Though frustrated they were not part of the selection process, other advocates saw Carrillo’s hire as a positive move. But they cautioned the police department has to work harder with minority residents, 10 years after the hate-crime killing of Marcelo Lucero, who also emigrated from Ecuador.
“It’s a long time coming and there’s a lot more that needs to be done,” said Cheryl Keshner, a community advocate in the Empire Justice Center’s Long Island office and founder of Long Island Language Advocates Coalition.
Suffolk Legis. Monica Martinez (D-Brentwood) said she hopes the new liaison can continue to bridge gaps between the police department and the Hispanic community. “This should have taken place a long time ago,” she said.
“It’s a step in the right direction,” said Martha Maffei, executive director of SEPA Mujer, a Patchogue-based Latina immigrant advocacy group. “I think the intention is good but it’s not enough.”
In her new job, Carrillo conducts “proactive” outreach to county residents, community groups, neighborhood watch associations, houses of worship and local businesses and attends community meetings and events. She will also be responsible for creating multimedia content in Spanish.
Her hire comes amid an ongoing federal review of the department in the wake of Lucero’s killing. The U.S. Department of Justice released its most recent report earlier this month, stating that the department has made substantial progress in some parts of its interactions with the Hispanic community but is still not fully compliant with the terms of a settlement agreement between the two agencies.
Advocates said the community still mistrusts Suffolk police and residents believe officers work with U.S. Department of Homeland Security’s Immigration and Customs Enforcement and fear reporting crimes because of implicit bias within the department.
Hart denies working with ICE to deport residents but she said the department works with other agencies to keep residents safe. “We are here to partners with our communities to keep all of our residents safe, regardless of their neighborhood or their ZIP code, and we are here to work together,” she said.
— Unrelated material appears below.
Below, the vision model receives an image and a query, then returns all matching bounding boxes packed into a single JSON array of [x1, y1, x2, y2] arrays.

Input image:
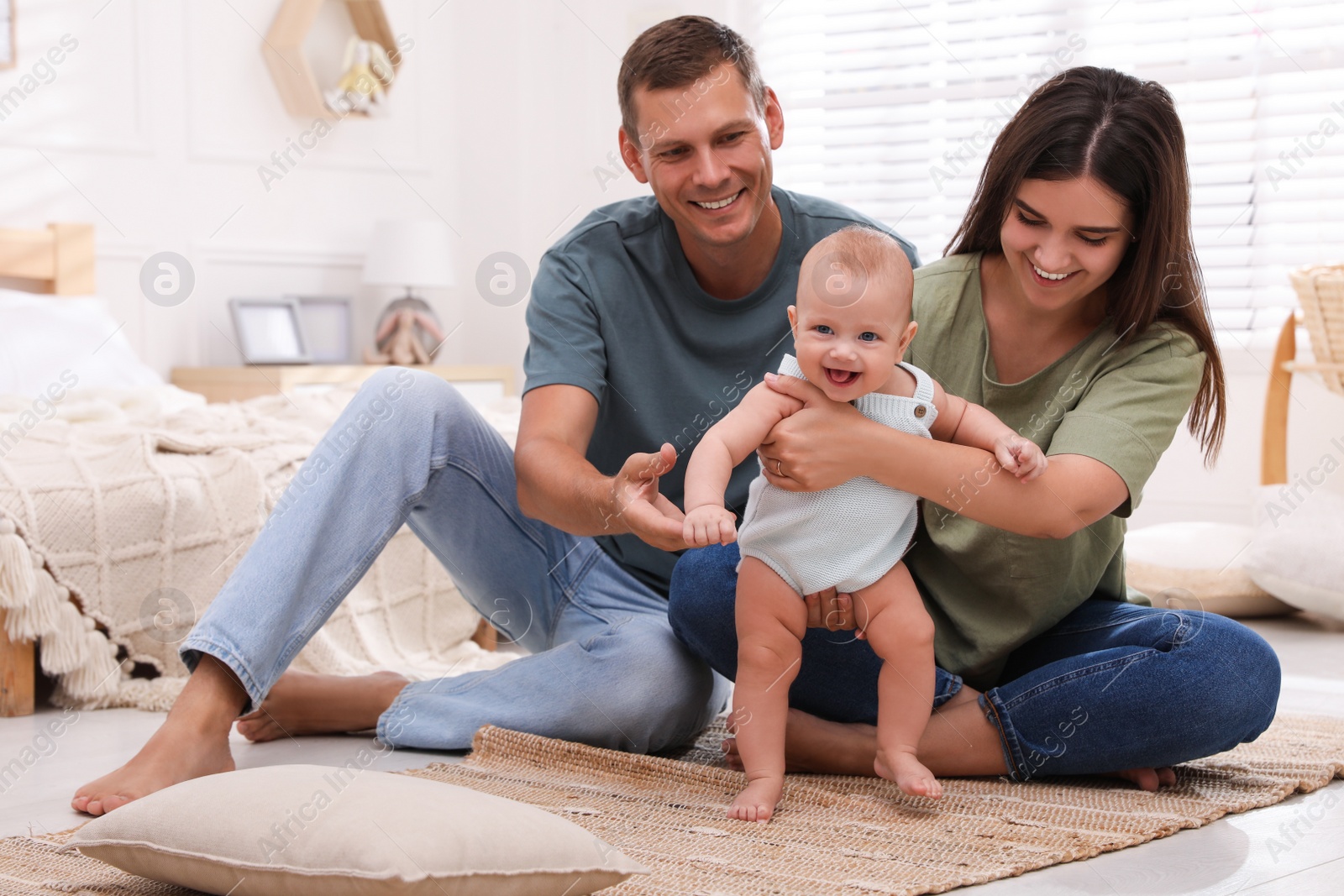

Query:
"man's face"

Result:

Hart said she began her search for a Hispanic liaison in April when she became police commissioner. She said she wanted a member of the Hispanic community who could identify with them while also bringing a “unique perspective” to her staff.
Carrillo said she understands why Latino residents are afraid to report crimes to the police and hopes she can explain to them how the system works. She and Hart have planned videos where police explain how to file hate crime reports or internal affairs complaints. She added that there is a lot of misinformation in the community and she wants to clear some of that up.
“I cannot imagine being a victim and not reaching out because the fear of the unknown,” Carrillo said. “I’m here working for my community and the minority community.”